Cardiac morphogenesis and function are interrelated during cardiovascular development. We evaluated the effects of acute alteration of loading condition to chick embryonic ventricular contractility using end-systolic myocardial stiffness based on the incremental elastic modulus concept. End-systolic stress-strain relations including geometric factor and end-systolic myocardial stiffness were determined from the simultaneous measurement of ventricular pressure and chamber dimension in the following four groups of stage 24 White Leghorn chick embryos: volume infusion (n = 9), conotruncal occlusion (n = 9), calcium suffusion (n = 10), and verapamil suffusion (n = 8).
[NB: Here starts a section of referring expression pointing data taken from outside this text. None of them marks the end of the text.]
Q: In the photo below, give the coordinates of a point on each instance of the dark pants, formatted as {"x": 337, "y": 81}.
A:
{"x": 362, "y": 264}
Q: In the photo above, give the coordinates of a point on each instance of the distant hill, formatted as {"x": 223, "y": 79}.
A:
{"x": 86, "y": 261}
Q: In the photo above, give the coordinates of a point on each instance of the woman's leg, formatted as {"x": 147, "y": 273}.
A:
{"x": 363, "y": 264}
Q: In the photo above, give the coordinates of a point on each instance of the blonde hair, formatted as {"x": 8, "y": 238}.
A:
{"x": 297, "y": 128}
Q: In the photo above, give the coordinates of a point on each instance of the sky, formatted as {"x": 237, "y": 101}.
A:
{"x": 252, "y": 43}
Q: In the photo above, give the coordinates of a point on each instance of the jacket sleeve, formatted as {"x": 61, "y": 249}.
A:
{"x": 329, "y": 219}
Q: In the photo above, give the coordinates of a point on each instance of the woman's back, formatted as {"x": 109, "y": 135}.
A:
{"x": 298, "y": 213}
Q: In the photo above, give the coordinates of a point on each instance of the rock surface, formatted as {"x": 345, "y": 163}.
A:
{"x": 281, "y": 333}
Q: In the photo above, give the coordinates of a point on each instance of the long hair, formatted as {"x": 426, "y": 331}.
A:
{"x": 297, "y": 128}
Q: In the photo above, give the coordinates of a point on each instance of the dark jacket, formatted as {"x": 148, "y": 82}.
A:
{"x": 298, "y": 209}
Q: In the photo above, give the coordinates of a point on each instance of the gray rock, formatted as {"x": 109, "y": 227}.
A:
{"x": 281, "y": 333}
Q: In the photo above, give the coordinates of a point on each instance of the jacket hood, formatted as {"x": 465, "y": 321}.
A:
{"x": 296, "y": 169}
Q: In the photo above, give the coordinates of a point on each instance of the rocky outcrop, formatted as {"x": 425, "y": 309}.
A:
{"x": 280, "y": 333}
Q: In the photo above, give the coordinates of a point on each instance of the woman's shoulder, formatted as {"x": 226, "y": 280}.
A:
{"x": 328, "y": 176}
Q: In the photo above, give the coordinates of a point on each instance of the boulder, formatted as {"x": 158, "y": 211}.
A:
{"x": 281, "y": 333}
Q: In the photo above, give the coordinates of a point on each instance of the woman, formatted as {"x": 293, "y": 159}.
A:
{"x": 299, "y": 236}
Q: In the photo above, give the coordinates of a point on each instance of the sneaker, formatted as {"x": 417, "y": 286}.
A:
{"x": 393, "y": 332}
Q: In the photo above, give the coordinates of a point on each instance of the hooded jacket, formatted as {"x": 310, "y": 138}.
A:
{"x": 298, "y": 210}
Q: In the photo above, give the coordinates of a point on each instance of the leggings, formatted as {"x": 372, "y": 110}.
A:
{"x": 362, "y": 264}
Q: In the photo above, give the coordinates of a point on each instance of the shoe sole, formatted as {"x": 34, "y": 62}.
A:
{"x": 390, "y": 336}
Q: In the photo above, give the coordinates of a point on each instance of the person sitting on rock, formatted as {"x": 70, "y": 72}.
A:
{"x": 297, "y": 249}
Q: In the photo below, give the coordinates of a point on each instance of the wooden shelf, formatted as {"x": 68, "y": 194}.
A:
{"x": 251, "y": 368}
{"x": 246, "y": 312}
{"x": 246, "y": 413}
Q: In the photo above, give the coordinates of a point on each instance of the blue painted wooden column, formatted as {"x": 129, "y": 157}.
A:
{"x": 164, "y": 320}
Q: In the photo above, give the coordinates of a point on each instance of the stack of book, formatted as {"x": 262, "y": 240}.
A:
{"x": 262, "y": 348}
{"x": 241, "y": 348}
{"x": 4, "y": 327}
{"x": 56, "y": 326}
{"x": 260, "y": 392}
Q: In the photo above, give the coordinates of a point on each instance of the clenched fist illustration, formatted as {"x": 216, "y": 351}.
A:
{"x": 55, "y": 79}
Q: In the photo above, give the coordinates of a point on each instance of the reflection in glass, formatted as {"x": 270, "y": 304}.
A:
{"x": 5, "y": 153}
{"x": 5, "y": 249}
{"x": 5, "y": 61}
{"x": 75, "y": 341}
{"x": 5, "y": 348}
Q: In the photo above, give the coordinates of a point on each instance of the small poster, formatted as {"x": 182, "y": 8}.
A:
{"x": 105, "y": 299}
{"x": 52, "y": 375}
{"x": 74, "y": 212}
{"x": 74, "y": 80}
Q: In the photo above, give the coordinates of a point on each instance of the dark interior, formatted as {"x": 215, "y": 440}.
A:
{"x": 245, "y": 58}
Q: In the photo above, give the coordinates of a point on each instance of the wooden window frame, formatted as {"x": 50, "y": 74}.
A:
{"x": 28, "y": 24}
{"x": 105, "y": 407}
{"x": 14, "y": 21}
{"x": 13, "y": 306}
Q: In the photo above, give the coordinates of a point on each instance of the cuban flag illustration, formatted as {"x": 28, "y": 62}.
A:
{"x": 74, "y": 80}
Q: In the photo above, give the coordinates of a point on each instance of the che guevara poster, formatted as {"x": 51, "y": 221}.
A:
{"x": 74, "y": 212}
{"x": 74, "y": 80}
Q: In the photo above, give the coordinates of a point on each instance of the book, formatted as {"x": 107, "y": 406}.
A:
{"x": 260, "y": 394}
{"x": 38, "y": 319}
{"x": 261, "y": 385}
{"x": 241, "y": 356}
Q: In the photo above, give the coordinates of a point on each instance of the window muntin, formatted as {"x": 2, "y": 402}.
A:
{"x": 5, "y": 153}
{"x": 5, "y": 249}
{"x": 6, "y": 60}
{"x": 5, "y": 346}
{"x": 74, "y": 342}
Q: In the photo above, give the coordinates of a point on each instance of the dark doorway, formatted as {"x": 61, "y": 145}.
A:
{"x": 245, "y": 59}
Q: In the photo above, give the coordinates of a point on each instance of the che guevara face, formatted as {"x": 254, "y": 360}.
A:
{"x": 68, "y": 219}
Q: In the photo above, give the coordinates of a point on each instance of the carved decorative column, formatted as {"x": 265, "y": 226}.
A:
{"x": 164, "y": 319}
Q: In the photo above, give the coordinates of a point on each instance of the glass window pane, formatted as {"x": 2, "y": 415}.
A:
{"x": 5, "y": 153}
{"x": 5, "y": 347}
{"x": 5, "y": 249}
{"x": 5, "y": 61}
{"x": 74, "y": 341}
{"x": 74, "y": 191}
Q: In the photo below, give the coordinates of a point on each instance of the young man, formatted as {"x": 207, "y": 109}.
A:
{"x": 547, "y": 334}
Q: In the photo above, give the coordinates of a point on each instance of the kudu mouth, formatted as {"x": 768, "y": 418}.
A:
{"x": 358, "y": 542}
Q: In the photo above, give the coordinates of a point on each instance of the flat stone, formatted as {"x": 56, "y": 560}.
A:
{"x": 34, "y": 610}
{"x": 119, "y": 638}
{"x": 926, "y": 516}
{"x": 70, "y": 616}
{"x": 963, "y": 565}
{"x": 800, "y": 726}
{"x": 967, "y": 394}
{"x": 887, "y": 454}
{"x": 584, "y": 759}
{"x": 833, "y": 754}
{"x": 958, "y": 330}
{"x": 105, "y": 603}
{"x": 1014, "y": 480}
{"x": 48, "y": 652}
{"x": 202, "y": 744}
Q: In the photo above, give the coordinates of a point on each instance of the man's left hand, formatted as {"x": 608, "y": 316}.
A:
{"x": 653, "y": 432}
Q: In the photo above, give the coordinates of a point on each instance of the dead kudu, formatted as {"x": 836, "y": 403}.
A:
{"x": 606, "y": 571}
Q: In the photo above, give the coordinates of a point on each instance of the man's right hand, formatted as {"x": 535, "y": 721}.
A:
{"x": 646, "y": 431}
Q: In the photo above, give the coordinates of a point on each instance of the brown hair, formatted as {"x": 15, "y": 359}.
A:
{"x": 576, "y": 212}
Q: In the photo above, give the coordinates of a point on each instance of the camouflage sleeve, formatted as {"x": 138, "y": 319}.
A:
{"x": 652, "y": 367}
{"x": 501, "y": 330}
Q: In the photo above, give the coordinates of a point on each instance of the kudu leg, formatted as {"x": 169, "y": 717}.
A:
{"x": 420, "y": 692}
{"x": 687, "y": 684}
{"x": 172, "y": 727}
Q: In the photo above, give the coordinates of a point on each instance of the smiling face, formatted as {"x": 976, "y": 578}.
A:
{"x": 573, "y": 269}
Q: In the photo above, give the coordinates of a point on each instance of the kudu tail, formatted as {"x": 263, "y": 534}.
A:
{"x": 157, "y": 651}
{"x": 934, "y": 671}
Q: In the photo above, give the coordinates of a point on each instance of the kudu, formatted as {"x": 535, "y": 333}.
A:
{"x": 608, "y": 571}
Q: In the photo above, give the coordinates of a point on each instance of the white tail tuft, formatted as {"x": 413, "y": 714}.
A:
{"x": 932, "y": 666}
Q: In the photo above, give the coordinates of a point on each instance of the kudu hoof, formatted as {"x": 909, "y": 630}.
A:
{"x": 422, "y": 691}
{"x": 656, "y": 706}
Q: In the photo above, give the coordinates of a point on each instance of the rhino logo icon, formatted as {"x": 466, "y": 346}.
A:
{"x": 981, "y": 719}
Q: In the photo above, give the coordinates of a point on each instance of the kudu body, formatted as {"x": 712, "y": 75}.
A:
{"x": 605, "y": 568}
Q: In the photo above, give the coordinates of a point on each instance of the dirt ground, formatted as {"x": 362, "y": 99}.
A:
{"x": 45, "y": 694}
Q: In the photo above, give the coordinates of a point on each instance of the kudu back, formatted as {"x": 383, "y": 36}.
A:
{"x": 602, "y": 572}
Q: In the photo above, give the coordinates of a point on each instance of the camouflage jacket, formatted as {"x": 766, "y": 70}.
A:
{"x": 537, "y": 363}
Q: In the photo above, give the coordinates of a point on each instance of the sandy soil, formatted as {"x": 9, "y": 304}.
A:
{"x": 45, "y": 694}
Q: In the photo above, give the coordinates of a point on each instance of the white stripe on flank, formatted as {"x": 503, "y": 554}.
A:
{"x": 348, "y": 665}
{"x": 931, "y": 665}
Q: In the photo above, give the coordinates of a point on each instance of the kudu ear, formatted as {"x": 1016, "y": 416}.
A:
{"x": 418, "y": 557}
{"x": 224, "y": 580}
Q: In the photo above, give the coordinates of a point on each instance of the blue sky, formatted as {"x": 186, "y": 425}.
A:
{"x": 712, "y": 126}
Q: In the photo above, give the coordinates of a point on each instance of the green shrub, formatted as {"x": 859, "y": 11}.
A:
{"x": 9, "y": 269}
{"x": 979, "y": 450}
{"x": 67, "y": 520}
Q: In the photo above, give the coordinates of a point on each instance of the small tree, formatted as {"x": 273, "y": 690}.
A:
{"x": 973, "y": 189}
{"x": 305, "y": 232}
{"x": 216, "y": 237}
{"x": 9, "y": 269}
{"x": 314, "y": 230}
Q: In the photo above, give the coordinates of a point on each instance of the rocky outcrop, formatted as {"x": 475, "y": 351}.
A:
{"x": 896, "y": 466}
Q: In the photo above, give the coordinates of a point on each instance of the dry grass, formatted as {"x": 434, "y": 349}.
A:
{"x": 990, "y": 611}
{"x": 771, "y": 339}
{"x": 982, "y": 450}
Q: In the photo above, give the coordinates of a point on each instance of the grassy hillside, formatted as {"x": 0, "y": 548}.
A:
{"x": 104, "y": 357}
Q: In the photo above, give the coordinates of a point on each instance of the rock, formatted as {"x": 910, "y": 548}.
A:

The end-systolic stress-strain relationship was linear in each embryo. There was no correlation between end-systolic myocardial stiffness and end-systolic stress. End-systolic myocardial stiffness increased with calcium suffusion (P < 0.05 vs. volume infusion). The geometric factor increased after verapamil suffusion (P < 0.05). End-systolic myocardial stiffness normalized by geometric factor was not changed by alteration of preload or afterload, increased after calcium suffusion, and decreased after verapamil administration (P < 0.05). These results suggest that normalized end-systolic myocardial stiffness is a load-independent index of ventricular contractility in the developing embryonic chick ventricle.